Great lift mane. But I agree with EZ way too easy for ya though.


----------



## felix42 (Sep 21, 2013)

Iz_vivit said:


> Great lift mane. But I agree with EZ way too easy for ya though.



Thanks very much.


----------



## bigcruz (Sep 22, 2013)

Congrats on your achievement!


----------



## felix42 (Sep 22, 2013)

bigcruz said:


> Congrats on your achievement!



Thanks very much.


----------



## Merkaba (Sep 23, 2013)

You've probably got another 50 lbs easily when you get those glutes lower/more involved.


----------



## felix42 (Sep 24, 2013)

Merkaba said:


> You've probably got another 50 lbs easily when you get those glutes lower/more involved.
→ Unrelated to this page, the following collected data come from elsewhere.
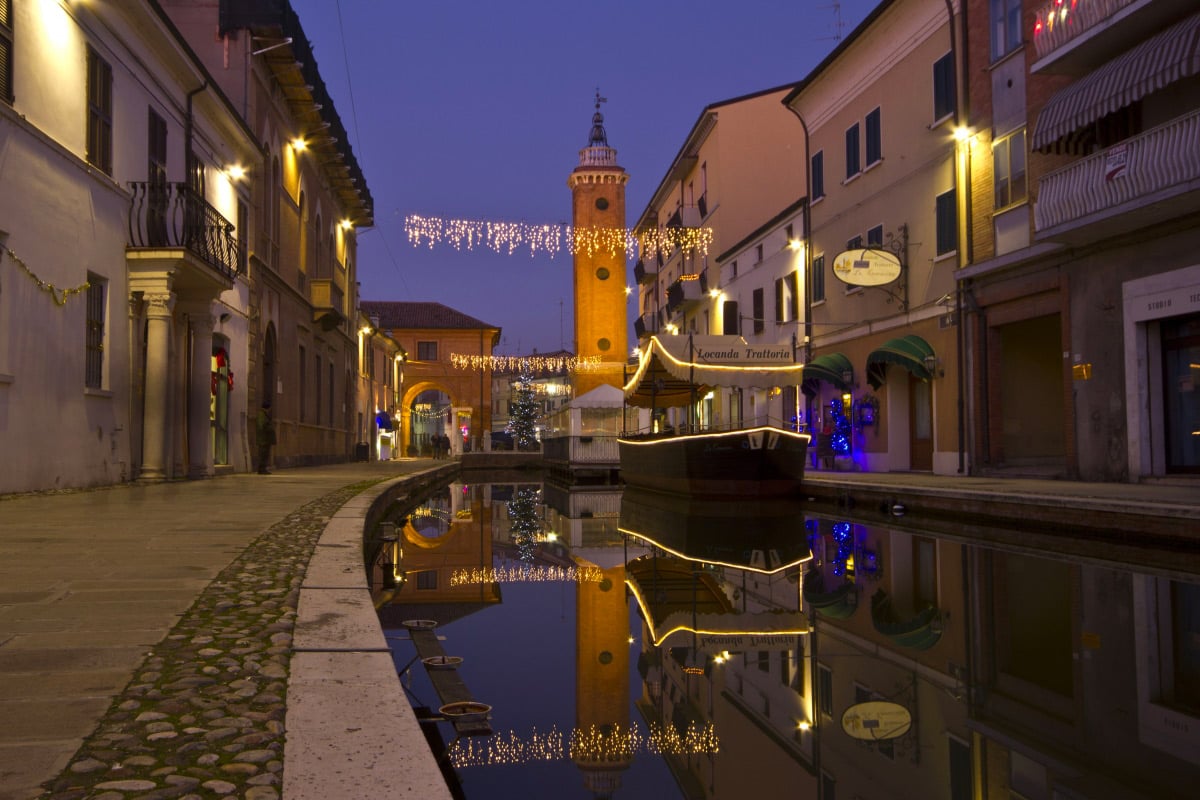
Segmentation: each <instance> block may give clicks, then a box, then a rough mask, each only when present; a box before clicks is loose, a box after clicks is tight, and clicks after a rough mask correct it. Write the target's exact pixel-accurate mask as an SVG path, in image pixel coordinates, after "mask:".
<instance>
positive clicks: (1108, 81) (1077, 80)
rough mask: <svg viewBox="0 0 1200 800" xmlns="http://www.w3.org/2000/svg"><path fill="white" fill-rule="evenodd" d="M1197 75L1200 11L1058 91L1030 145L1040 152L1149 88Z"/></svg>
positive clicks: (1130, 102)
mask: <svg viewBox="0 0 1200 800" xmlns="http://www.w3.org/2000/svg"><path fill="white" fill-rule="evenodd" d="M1196 74H1200V13H1198V14H1193V16H1190V17H1188V18H1187V19H1184V20H1182V22H1178V23H1176V24H1175V25H1172V26H1170V28H1168V29H1166V30H1164V31H1162V32H1159V34H1156V35H1154V36H1152V37H1151V38H1148V40H1146V41H1145V42H1142V43H1141V44H1139V46H1138V47H1135V48H1133V49H1130V50H1127V52H1126V53H1124V54H1122V55H1120V56H1117V58H1116V59H1114V60H1111V61H1109V62H1108V64H1105V65H1104V66H1103V67H1100V68H1099V70H1096V71H1094V72H1092V73H1090V74H1088V76H1086V77H1084V78H1081V79H1080V80H1076V82H1075V83H1073V84H1070V85H1069V86H1066V88H1064V89H1061V90H1060V91H1058V92H1057V94H1055V95H1054V96H1052V97H1051V98H1050V100H1049V101H1048V102H1046V104H1045V108H1043V109H1042V113H1040V114H1038V122H1037V130H1036V132H1034V133H1033V139H1032V142H1031V146H1032V148H1033V149H1034V150H1042V149H1043V148H1046V146H1049V145H1052V144H1054V143H1055V142H1057V140H1058V139H1062V138H1063V137H1066V136H1069V134H1072V133H1075V132H1076V131H1079V130H1081V128H1084V127H1086V126H1088V125H1091V124H1092V122H1094V121H1096V120H1098V119H1100V118H1104V116H1106V115H1109V114H1111V113H1112V112H1116V110H1118V109H1121V108H1124V107H1127V106H1129V104H1130V103H1134V102H1135V101H1138V100H1141V98H1142V97H1145V96H1146V95H1148V94H1151V92H1153V91H1158V90H1159V89H1163V88H1164V86H1168V85H1170V84H1172V83H1175V82H1176V80H1180V79H1182V78H1187V77H1190V76H1196Z"/></svg>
Thanks very much I hope you are right about another 50 lbs I will work on my form.


----------



## Warriorblaze (Oct 28, 2013)

Good pull!


----------



## felix42 (Nov 9, 2013)

Warriorblaze said:


> Good pull!



Thanks very much.


----------



## docdoom77 (Nov 10, 2013)

Awesome.  Also, when compared with your new vid, it shows just how much you have leaned out for your upcoming show.  Great job!


----------



## felix42 (Nov 11, 2013)

docdoom77 said:


> Awesome. Also, when compared with your new vid, it shows just how much you have leaned out for your upcoming show. Great job!



Thanks very much.


----------